The 2022 Patriots are the epitome of that split personality. Their strengths have canceled out their weaknesses half the time and vice versa. Everyone who's watched them this season knows what they are. Hell, one could have watched only the Bengals game on Christmas Eve and seen what both were. So only a brief description is needed.
The Patriots are 8-8 and not 11-5 or better because their offense has ranged from indifferent to terrible all season long. Specifically, their passing game, that is, quarterback Mac Jones and his bunch of kinda OK receivers, has been, to be kind, unproductive. Jones ranks in the bottom third of most statistical measures of quarterback play, and that's after two straight more or less "good" (for him, in 2022) games.

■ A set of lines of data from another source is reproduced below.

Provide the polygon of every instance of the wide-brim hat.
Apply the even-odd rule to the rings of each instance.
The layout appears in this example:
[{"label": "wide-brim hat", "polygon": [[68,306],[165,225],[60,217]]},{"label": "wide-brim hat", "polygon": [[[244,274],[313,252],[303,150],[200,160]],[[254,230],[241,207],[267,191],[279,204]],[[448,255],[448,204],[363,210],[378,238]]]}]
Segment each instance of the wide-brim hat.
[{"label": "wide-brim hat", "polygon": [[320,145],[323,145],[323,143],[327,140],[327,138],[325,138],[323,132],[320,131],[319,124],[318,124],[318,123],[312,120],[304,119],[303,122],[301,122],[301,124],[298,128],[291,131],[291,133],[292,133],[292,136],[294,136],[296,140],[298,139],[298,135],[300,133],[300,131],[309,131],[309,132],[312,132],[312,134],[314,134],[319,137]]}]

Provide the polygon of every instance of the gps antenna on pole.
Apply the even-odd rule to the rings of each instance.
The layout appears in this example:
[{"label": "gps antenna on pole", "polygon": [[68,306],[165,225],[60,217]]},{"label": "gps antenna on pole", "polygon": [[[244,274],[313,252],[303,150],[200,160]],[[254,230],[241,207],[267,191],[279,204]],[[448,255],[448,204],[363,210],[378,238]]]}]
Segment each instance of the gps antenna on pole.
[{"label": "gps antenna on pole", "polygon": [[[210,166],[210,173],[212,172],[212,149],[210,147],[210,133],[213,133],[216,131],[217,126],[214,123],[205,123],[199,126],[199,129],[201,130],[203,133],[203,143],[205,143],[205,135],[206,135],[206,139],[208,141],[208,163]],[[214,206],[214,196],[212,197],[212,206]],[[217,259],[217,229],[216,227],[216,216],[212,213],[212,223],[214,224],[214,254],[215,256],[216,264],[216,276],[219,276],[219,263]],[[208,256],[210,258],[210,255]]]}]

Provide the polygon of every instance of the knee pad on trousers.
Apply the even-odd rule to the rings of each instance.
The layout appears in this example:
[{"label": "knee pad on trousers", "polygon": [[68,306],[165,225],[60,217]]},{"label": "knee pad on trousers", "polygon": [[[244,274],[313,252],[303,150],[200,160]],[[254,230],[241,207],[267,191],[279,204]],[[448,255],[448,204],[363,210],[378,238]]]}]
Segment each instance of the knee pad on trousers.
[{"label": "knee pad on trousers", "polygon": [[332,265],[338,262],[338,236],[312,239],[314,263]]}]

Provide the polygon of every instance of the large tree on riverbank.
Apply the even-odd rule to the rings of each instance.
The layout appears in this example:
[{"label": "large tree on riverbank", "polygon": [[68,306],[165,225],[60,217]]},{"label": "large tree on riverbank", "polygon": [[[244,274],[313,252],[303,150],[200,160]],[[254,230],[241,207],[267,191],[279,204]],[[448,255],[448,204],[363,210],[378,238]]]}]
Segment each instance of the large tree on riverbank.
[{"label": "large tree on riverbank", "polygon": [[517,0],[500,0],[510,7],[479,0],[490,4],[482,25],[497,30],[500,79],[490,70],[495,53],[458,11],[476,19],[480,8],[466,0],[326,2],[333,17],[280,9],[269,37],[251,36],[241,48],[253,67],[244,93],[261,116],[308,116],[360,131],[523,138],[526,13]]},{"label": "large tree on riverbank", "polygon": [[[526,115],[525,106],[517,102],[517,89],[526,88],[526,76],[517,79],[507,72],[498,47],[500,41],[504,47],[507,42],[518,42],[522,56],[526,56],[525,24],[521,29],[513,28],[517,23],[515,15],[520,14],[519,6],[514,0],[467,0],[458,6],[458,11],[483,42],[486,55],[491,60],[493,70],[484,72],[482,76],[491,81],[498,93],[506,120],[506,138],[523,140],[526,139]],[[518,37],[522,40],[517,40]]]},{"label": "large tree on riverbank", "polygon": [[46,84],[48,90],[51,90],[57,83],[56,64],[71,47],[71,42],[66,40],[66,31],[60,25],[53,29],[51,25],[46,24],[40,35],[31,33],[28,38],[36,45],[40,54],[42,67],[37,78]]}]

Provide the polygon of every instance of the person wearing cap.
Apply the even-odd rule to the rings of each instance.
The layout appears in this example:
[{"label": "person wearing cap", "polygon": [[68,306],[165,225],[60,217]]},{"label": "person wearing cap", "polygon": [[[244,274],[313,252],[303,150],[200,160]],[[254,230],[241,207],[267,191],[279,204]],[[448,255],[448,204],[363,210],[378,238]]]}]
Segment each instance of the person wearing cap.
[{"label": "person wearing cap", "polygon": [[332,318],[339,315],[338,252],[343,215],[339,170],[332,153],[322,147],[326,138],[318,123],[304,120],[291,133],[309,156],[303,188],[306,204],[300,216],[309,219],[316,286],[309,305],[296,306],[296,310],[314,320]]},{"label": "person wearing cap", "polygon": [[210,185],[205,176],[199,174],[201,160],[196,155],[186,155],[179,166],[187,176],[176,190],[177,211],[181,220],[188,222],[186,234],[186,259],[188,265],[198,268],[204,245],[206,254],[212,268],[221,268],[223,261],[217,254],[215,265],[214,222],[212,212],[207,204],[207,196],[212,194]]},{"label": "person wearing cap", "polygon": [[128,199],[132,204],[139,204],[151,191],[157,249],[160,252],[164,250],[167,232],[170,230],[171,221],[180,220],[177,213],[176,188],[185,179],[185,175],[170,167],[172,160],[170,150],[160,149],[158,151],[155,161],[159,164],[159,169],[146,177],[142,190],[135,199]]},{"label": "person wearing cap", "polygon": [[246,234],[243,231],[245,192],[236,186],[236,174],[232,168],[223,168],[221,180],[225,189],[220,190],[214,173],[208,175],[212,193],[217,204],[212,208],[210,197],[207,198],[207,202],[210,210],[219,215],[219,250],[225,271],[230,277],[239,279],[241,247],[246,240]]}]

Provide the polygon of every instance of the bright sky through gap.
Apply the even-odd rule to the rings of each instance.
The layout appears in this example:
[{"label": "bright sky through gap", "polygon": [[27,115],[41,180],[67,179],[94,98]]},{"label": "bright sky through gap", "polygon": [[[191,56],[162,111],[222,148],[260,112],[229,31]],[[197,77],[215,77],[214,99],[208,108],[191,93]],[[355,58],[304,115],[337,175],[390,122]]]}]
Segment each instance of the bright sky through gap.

Fairness requires that I also state that Jones' recent improvement is in parallel with the improvement of the offensive line's ability to keep him free from bodily harm. But it does no one any favors to sugar coat the truth. He just hasn't been good enough to make the Pats a winning team this year.
Obvious weakness, meet obvious strength. New England is 8-8 and not 5-11 or worse because of its defense. Specifically, that unit's ability to rush the passer (second in the league in sacks) and its not unrelated ability to score defensive touchdowns. The Pats' seven defensive scores are more than twice that of any other squad. If one's offense has trouble scoring touchdowns, having the defense put one up every other game is most helpful.
It's not a panacea, however. The all time record for team defensive touchdowns, set in a 16-game season, was 10, by the 1998 Seattle Seahawks, a team so unmemorable I doubt it recalls itself. Seattle's record that season was, of course you've guessed, 8-8.
Perhaps the most frustrating thing about .500 NFL teams is that they live on the sport's margins more than truly poor or quality ones, always more susceptible to the football's funny bounces, the role of random chance beyond human control or even understanding. Even here, the Patriots have put good and ill fortune in exquisite balance. Before any Pats' fan bemoans the red zone fumble against the Bengals, or the insane lateral that lost the Raiders game on the final play, they're instructed to remember the amazing string of backup quarterbacks and/or starters that then became backups on whom the defense feasted all year long, including against the Dolphins yesterday.
So it's fitting that the Pats' potential playoff scenarios are 1. neatly balanced between cheer and gloom and 2, Out of their hands to a significant extent. The oft-repeated statement that the Patriots "control their own destiny" is both technically accurate and largely misleading.
The optimistic scenario depends on the Chiefs and Raiders. If Las Vegas wins Saturday night, then Buffalo will have clinched at worst the second seed in the AFC regardless of how they do against the Bengals tonight. So, the New England optimist reasons, the Bills will sit their most vital personnel, particularly Josh Allen, against a Patriots team with all to play for.
Problem number one with the optimism case is that the Bills might not do that. Some teams do, some don't. Problem number two is that the Chiefs might win Saturday and the Bills might win tonight, leaving Buffalo to play for home field throughout the playoffs in the Pats' game (the way winter has gone so far up there, assuming Buffalo even has a home field all this month is itself optimistic).
Problem number three with the Pats' playoff case rests on what might happen if it comes true. Suppose New England beats Buffalo Sunday. They're in as the seventh seed. Yay!
In all likelihood, their reward would be the chance to do it all over again, playing the Bills in Buffalo the following week.
Fourteen team playoff or no, 500 football's a real bitch.